Jonathan Fisher - also known as Blue Sky Research and the admin of Hippocamp.net, a Manchester England based netlabel - has taken a slight departure on Inshore Waters from his previous beat driven synth pastorals. The very brief EP - it clocks in at under ten minutes with four tracks - was inspired by the “changing weather” he encountered on a trip to the English coast. The pieces are steeped in gentle acoustic guitar sound-phantoms alongside touches of harmonica, a disaffected weather forcast, and sounds of the coast.


The album’s opener, Firth of Tay, glides in with the ease of an Ahmad Szabo or Apollo-era Brian Eno - tactfully coaxing the character of a windchime from delay-drenched guitar and harmonica samples and then gliding as effortlessly back into the misty silences it casually shuffled from in just over 60 seconds. This, and the two closing pieces - Firth of Tay Forcast (which draws on just the guitar sounds from the opening piece) and North Foreland (a distant reverberation of sitar-like harmonica and the sighing crashing of waves) - offer themselves as fleeting textural Haiku. Each briefly explores the particular cadences of a chosen set of sounds much as the eye might passingly move from rock to rock and crest to crest in viewing a scene like the one depicted in the album’s accompanying photograph.
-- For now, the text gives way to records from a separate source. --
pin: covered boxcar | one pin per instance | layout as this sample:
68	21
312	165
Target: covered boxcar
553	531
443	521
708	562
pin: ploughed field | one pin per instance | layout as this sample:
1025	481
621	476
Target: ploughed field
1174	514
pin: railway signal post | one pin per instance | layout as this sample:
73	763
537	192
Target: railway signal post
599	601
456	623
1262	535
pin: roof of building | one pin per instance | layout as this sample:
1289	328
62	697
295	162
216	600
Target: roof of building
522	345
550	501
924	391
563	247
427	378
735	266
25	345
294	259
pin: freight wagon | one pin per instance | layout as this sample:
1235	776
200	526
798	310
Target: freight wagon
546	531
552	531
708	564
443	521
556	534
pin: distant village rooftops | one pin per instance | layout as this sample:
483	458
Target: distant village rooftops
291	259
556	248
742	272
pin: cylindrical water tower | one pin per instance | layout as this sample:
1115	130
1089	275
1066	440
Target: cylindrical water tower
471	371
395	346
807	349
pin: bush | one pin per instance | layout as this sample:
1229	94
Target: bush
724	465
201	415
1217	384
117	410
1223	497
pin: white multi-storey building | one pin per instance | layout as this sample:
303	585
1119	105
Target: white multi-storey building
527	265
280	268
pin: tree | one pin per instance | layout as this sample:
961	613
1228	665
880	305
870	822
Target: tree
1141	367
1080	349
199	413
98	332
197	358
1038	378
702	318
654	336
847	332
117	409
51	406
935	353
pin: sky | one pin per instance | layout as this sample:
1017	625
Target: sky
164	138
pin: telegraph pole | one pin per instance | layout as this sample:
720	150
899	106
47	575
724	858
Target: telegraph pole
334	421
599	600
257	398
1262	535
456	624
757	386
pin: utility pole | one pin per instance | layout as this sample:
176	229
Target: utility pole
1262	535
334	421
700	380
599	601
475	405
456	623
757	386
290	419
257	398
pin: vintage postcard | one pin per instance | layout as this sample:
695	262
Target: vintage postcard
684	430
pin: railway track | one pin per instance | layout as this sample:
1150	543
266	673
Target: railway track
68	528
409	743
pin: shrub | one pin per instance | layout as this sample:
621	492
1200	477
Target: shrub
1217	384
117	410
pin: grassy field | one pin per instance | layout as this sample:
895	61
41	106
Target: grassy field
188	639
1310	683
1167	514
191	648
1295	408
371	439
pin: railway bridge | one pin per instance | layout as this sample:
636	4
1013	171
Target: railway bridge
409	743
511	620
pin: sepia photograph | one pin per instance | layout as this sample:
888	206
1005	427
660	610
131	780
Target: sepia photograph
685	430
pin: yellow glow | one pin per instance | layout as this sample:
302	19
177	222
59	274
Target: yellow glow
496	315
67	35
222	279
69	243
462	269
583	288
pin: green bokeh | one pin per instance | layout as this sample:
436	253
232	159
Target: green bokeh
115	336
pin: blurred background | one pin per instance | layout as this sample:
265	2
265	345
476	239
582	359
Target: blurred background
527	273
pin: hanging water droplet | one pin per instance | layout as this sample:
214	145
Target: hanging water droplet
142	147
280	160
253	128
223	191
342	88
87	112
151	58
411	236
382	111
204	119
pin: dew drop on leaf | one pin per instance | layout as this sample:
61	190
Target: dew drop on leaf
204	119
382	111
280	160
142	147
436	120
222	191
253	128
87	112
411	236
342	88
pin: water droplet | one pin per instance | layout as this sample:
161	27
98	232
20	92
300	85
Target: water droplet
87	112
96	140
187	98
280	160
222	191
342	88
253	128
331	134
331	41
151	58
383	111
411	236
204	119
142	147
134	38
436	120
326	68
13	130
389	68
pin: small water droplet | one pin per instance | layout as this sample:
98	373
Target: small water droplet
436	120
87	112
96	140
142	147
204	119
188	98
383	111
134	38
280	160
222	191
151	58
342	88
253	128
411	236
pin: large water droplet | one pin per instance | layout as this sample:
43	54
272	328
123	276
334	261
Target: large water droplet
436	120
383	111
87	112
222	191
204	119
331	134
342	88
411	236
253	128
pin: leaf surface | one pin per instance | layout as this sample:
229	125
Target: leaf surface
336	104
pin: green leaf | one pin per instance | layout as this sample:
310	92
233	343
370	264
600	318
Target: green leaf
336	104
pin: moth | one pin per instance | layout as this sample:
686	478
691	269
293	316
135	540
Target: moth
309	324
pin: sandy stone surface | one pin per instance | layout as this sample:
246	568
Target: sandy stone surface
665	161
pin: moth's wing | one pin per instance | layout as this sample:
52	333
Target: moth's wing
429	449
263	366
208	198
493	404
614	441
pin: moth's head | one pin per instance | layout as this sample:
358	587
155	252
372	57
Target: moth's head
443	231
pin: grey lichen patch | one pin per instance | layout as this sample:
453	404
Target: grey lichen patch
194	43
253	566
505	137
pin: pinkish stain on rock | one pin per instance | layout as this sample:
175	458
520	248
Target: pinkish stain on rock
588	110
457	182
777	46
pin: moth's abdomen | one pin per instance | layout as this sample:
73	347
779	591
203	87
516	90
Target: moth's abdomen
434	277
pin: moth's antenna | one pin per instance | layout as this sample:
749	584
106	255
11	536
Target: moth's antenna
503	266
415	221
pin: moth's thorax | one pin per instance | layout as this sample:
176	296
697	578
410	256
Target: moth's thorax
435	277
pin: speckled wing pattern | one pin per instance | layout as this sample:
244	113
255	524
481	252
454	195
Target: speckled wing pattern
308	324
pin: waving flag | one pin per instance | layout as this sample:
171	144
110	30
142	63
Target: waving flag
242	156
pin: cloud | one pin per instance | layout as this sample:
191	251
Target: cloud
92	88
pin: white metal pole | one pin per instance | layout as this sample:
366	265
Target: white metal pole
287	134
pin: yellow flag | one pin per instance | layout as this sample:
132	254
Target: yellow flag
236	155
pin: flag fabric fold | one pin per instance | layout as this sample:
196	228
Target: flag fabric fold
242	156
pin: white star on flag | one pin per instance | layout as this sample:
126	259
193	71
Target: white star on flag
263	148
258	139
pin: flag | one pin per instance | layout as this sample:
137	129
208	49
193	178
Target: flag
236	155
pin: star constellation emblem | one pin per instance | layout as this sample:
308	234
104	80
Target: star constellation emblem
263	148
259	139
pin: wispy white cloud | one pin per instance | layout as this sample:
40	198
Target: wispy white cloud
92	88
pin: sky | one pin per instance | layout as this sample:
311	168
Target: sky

Bristol Channel, however, settles down for a few moments to take in the entire scene. Plucked guitar tones ebb like rolling waves around a subtle drone melody one might expect to be trumpeted from the blowhole of an Atlantic-dwelling whale who had done a bit of study in Buddhism and the pronouncement of “Om.” Rhodes-like guitars eventually chime gentle harmonic patterns over top until slipping away again a minute later and leaving only the swiftly retreating decay of muted guitar.

Like Szabo’s This Book is About Words Fisher’s Inshore Waters fragments warm samples of acoustic guitar into ambient chamber works - but Fisher doesn’t make his edits hard. The allure of the glitch is sacrificed for small moments that bleed seamlessly into each other. DSP is largely ignored for the simple transformations of delay, reverse, and reverb - and the guitar is left to its natural texture.


This EP is a lovely aural snapshot of a pleasant trip not far from home, handed discreetly to the listener for an impressionistic recap of the journey.

http://www.hippocamp.net/1003/15.asp
(hippocamp is currently moving its mp3 archives to another server - the album is down at time of writing, but should be back up soon if Jon gets scene.org to host the files. it’s worth the wait.)